In a statement signed by SERAP’s Deputy Director Kolawole Oluwadare, the organisation said: “The postponement of Nigeria’s elections since 2007 shows a systemic failure of leadership at the highest level of government, and suggests that our electoral process is deliberately skewed in favour of politicians’ interests, who continue to profit from the corruption and impunity that have characterised the process since 1999, and against those of the citizens.

“Given the increasing tendency to postpone elections and the cumulative failures and corruption over the years, SERAP would, after the elections, pursue appropriate legal action against the government in power and the National Assembly leadership for the catalogue of breaches of constitutional and international obligations, and seek effective remedies for the citizens.

“Calling for the resignation of the Independent National Electoral Commission (INEC) Chairman, Professor Mahmood Yakubu, rather than addressing the root causes of persistent postponement of elections is a blatant attempt by politicians to scapegoat the electoral commission.”

According to SERAP, “While the INEC leadership ought to proactively push for reform of the electoral system, successive governments and leadership of the National Assembly that have the legal responsibility but have remained largely impervious to revolutionary change of the electoral system, should be held to account for this fundamental breach of public trust.

“Foisting outdated electoral system on Nigerians, and spending huge public funds to sustain it, seems in uneasy tension with constitutional provisions and Nigeria’s international obligations including under the International Covenant on Civil and Political Rights, African Charter on Human and Peoples’ Rights, and African Charter on Democracy, Elections and Governance to which Nigeria is a state party.
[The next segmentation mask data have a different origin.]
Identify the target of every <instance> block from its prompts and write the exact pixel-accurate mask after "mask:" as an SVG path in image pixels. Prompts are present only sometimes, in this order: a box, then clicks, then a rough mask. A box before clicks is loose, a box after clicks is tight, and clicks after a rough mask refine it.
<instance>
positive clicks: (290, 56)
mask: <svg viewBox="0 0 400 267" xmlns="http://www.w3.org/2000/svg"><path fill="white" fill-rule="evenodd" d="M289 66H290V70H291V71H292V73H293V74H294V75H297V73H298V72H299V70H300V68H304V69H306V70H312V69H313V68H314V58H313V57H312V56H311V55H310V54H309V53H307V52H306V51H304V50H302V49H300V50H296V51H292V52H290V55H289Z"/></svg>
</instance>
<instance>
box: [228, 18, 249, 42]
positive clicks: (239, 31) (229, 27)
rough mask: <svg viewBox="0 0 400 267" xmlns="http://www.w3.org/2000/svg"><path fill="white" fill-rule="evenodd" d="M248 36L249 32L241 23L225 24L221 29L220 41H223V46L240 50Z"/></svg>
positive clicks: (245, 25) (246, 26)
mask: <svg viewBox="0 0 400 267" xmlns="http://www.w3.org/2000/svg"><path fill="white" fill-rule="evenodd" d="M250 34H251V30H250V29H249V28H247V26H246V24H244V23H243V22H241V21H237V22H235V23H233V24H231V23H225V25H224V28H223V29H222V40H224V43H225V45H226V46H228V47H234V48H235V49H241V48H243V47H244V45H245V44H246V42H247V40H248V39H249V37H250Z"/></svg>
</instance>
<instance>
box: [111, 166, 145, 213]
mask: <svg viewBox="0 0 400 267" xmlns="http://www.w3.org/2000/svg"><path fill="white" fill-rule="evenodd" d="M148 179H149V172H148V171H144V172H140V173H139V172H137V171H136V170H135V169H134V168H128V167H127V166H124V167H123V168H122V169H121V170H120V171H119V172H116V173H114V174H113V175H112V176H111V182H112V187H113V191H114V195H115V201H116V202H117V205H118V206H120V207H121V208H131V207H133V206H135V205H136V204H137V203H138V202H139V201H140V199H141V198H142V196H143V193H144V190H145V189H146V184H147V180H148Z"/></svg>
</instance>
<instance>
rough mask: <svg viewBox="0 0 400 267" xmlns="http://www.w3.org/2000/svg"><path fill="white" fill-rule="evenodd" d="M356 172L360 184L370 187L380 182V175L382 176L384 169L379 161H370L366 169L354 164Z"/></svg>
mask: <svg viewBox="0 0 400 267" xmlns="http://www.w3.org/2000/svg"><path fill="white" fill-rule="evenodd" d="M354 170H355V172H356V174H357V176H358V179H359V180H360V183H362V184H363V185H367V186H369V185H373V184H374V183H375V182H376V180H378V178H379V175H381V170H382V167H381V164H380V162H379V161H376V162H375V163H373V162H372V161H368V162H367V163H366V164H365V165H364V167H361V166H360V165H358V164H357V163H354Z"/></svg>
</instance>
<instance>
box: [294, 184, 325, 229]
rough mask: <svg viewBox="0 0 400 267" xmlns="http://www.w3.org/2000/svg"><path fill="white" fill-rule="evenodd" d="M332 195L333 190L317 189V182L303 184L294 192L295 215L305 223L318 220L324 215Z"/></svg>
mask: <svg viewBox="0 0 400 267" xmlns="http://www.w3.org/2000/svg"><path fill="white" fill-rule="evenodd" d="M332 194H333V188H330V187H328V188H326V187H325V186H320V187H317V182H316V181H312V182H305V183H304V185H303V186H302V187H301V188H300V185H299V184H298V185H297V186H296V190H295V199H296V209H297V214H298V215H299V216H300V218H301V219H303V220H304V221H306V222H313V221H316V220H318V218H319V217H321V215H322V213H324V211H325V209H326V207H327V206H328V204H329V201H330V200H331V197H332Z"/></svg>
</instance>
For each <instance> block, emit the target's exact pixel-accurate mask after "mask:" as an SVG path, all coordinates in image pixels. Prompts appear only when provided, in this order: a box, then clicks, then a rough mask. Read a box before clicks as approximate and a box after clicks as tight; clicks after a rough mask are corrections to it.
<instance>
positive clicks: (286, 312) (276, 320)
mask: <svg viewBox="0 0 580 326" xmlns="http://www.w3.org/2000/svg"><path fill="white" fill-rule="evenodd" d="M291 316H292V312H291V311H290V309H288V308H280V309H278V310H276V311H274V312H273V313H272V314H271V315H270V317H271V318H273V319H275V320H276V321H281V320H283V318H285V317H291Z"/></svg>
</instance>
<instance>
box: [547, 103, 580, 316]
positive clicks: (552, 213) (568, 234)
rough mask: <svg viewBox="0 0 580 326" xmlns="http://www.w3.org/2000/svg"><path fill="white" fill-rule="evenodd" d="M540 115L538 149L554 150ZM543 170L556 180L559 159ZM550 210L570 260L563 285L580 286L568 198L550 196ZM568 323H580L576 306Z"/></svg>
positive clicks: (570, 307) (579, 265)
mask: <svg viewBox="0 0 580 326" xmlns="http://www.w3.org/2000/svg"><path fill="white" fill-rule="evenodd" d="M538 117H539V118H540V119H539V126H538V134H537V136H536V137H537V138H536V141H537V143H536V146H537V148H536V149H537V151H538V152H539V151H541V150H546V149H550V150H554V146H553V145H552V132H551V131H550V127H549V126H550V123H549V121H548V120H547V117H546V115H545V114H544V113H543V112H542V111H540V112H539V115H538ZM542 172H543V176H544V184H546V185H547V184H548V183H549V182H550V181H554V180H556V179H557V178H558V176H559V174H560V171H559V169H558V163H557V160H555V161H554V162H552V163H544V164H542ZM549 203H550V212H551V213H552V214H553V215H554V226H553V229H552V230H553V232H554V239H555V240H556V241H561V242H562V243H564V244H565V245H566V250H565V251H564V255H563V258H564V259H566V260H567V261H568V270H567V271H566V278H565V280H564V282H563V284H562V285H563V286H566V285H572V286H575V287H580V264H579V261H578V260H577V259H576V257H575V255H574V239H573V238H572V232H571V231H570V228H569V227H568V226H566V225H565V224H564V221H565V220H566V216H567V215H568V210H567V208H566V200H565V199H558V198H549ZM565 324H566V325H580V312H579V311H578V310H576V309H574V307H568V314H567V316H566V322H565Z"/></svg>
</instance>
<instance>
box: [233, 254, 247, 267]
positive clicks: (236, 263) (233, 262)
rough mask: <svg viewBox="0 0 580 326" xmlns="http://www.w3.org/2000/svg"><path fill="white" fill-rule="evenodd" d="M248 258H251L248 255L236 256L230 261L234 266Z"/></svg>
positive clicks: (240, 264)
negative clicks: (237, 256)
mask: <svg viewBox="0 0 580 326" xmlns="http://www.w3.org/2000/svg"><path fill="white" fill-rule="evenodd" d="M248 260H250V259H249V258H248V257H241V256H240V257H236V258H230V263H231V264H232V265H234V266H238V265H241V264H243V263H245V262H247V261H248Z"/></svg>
“Rather than prioritising genuine and comprehensive reforms of the electoral system that would upgrade and modernise our voting processes, successive governments and leadership of the National Assembly would seem to prefer the status quo, presumably to undermine citizens’ right to participation and to continue to profit from the corruption and impunity that the current system and processes breed.”

SERAP also noted that postponement of general election has become a recurring feature of the country’s electoral process.